And so it's quite interesting what you see from that now. You've seen the the president agent was faster than the president agent rag, basically. This is because it doesn't do the search.

How RAG Selects Knowledge Chunks

So what happens here, it

basically goes into the library and it sees who is the best knowledge chunk for this question.

So if you look at it, a chunk, I do so many words here, but a chunk, you basically think of it like a librarian, but the librarian only can can carry three sides, three pages per book.

So what it does, it searches for 10 times three pages. She can't carry more of one book. And it tries to find the most relevant three pages that there are in the whole library system.

So from all the books there are, from all the information you have, it just always extracts three pages that match the question the best.

And this is this relevance score you see here.
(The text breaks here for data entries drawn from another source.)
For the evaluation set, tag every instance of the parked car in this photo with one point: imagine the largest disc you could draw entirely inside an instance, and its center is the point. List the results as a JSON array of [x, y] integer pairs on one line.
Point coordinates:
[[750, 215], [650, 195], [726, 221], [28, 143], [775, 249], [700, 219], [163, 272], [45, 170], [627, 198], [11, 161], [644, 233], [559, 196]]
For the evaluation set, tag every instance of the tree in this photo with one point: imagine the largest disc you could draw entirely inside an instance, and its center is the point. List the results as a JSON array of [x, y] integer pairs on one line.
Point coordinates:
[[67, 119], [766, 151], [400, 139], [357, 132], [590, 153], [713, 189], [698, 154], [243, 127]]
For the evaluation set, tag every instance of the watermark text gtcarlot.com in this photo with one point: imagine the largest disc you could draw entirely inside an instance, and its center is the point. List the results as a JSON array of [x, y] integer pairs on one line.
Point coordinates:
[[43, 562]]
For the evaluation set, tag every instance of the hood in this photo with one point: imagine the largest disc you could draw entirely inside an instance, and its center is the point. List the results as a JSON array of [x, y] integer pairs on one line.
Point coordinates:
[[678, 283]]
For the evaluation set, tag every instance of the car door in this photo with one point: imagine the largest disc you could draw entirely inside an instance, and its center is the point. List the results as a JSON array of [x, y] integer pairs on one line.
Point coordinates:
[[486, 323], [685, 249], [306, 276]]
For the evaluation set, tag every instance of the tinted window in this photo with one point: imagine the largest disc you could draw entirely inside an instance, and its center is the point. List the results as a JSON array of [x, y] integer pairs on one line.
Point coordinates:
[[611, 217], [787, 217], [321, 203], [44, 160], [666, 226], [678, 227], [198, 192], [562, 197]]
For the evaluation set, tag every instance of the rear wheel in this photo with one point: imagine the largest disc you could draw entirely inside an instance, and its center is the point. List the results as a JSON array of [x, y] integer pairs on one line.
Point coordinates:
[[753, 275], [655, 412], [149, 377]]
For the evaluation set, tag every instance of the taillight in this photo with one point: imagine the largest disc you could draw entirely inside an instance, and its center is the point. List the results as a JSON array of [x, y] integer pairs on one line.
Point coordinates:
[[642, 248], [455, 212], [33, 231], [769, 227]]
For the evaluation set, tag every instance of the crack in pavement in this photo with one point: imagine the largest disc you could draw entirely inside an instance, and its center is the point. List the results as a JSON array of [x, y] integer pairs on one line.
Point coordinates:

And based on that, it answers the question. So you see here, this one had quite a high relevance.

and then it's not so much. Sometimes it's good, sometimes it's bad, but this is, yeah, this makes it better or less.

And if you just throw it in the system prompt... All right, this one it didn't get, huh? All right, good.

Observations and Variance Across Models

So it's interesting that the other model was right. All right, so the only, the only, the only winner we have right now is the rack system, which is interesting.

So I haven't tested it on a QAM. I can change that quickly, maybe it gets better then.

But yeah, this is a bit, if you run with models, sometimes it's wonders. As you mentioned, it's quite generative, and you don't always get the same answers when you test it.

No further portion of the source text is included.